Chapel Hill, North Carolina: One of the Best College Towns for Retirement
Among the first things my wife and I noticed after moving to Chapel Hill last year were all the attractive older people. I say this with humility as a guy on the far side of 50 who’s earnestly taking notes. Sure, plenty of these 60- and 70-year-olds were fit and well dressed, but what struck us most as we explored our new town’s coffee shops, restaurants, and farmers’ market was how happy—and engaged—they seemed. Now that we’ve settled into our community, I can understand the connection between a great Southern college town and the ability to age gracefully.
These days, many retirees are looking for what Chapel Hill and its more bohemian next-door neighbor, Carrboro, have to offer—walkability, great eating and drinking establishments, educational opportunities, art galleries, museums, and performing arts venues, plus easy-to-access outdoor recreation.

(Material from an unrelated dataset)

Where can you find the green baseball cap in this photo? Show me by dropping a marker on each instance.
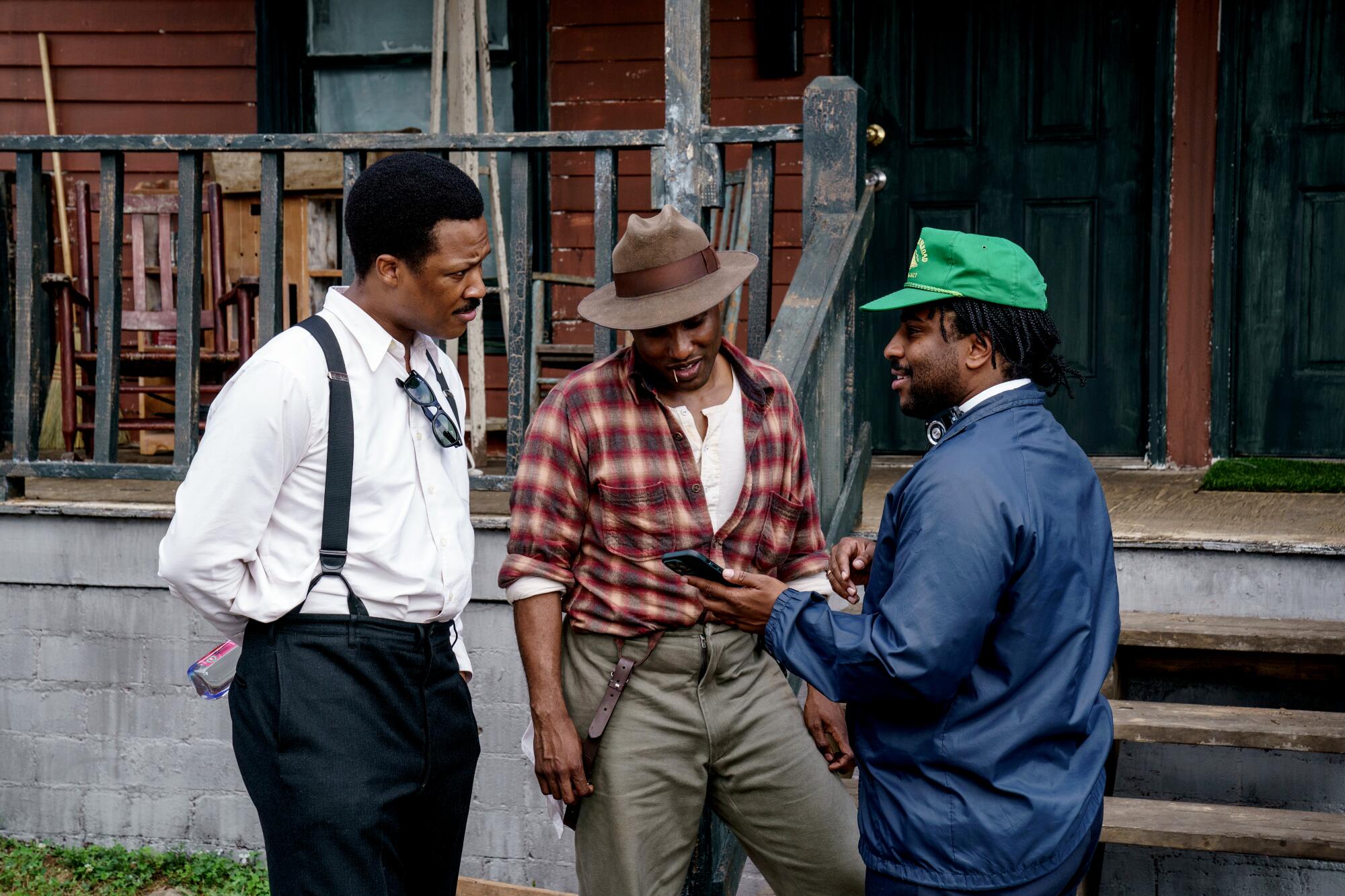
(950, 263)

The sense of place is palpable. From the grand homes fronting East Franklin Street in Chapel Hill to Carrboro’s rehabilitated mill-worker cottages a few miles west, this place feels rooted in history. And it is: Chartered in 1789, The University of North Carolina at Chapel Hill was America’s first public university to begin teaching classes.
Chapel Hill has long been referred to as the “Southern Part of Heaven,” which may account for the real estate prices. With a median home listing price of $465,000 (realtor.com), they are the highest among the towns and cities mentioned here. But you get what you pay for, including a stunning public library, proximity to a top-ranked university medical center, and a fare-free bus system with 31 routes that weave together Chapel Hill, Carrboro, and the university at the center of it all. The population of 64,051 makes it big enough but not too large.
According to the U.S. Census Bureau, a decade from now, one in five Americans will be 65 or older. My wife and I aren’t far behind that cohort. We ended up in Chapel Hill because she took a job at the university, not because we were thinking of it as a place to retire—a prospect we tend to dodge. But knowing we’ve landed in a good spot to grow older makes facing that reality much easier.